Environment Management Basics:
- Cleanliness and order help a lot. If a dirty apartment is part of your vicious loop, then persuade your friends to help you ("I am trying to figure out my apartment and life, help me - I will buy beer and pizza, and I will also help you if you want to do the same") or Hire a cleaning lady - everything to remove the annoying factors from the outside, to give yourself more strength to deal with everything else in life.
- Remove from sight sources of temptation. If you're on a diet, open cans of Nutella and pizza coupons in plain sight are fatal. Smokers, throw out the lighters. Out of sight, out of mind.
- Put constructive reminders and nudges in plain sight instead. For example, you can hang your own photo in your underwear on the refrigerator.

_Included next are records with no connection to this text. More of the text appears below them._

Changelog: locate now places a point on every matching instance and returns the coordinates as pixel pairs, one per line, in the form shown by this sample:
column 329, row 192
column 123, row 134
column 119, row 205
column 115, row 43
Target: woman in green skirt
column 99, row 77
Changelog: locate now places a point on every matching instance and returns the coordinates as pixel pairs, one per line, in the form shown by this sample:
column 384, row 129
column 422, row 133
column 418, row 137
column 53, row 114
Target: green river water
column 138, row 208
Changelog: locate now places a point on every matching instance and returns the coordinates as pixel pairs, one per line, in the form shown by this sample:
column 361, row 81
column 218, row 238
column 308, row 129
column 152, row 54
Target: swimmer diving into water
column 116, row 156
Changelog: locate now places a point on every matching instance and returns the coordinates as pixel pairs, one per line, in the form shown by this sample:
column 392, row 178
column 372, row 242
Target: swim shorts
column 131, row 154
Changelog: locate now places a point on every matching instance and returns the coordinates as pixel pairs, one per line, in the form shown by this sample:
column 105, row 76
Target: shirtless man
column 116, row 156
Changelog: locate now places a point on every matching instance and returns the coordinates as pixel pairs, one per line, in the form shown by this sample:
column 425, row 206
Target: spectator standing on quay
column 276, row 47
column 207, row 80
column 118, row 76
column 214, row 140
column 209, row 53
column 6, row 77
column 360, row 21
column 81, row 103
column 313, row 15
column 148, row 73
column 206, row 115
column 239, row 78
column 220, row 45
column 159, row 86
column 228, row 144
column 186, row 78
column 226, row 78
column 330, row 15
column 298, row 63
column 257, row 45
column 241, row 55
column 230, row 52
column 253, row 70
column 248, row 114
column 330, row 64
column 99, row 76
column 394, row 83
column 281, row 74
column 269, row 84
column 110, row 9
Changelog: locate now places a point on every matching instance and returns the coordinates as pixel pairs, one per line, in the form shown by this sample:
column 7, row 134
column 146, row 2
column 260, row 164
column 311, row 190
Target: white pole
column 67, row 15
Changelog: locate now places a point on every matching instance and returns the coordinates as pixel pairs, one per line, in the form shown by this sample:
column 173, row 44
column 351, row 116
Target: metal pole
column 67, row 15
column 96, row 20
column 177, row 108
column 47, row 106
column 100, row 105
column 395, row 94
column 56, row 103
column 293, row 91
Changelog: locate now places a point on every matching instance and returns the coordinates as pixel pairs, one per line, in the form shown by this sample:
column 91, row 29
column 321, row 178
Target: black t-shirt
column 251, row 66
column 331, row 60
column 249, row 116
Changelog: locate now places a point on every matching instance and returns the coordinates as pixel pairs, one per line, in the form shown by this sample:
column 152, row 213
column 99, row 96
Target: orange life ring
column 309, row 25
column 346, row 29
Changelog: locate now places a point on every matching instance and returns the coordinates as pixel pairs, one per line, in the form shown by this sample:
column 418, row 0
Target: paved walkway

If you want to reduce your stress levels, you can go on an informational diet. This does not mean cutting yourself off from the world - instead of consciously ignoring it, I suggest following quality over quantity. Find and switch to high quality news sources. Completely exclude and ignore tabloids and yellow media. If articles make you angry, then it probably isn't good journalism, and it certainly isn't good for your moral health.
The inner logic of discipline building is to establish more constructive relationships and improve the balance of power between your higher executive functions: your rational adult mind and your inner three-year-old who makes overwhelming numbers of decisions.
Don't console yourself, that little asshole is still there. The human personality is like a tree: it grows outward, adding layers, but the insides never go away (well, technically, old trees often turn out to be hollow inside, and old people often shed the outer layer and turn into children again, but actually all metaphors have borders).
The toddler is still there, with his impulsiveness and scattered attention, with his short-sighted desire for immediate gratification. In general, you want to be in control of your higher functions. It is more difficult to do this if you are tired or under stress, hence the importance of concentration and meditation, as well as control of the external environment.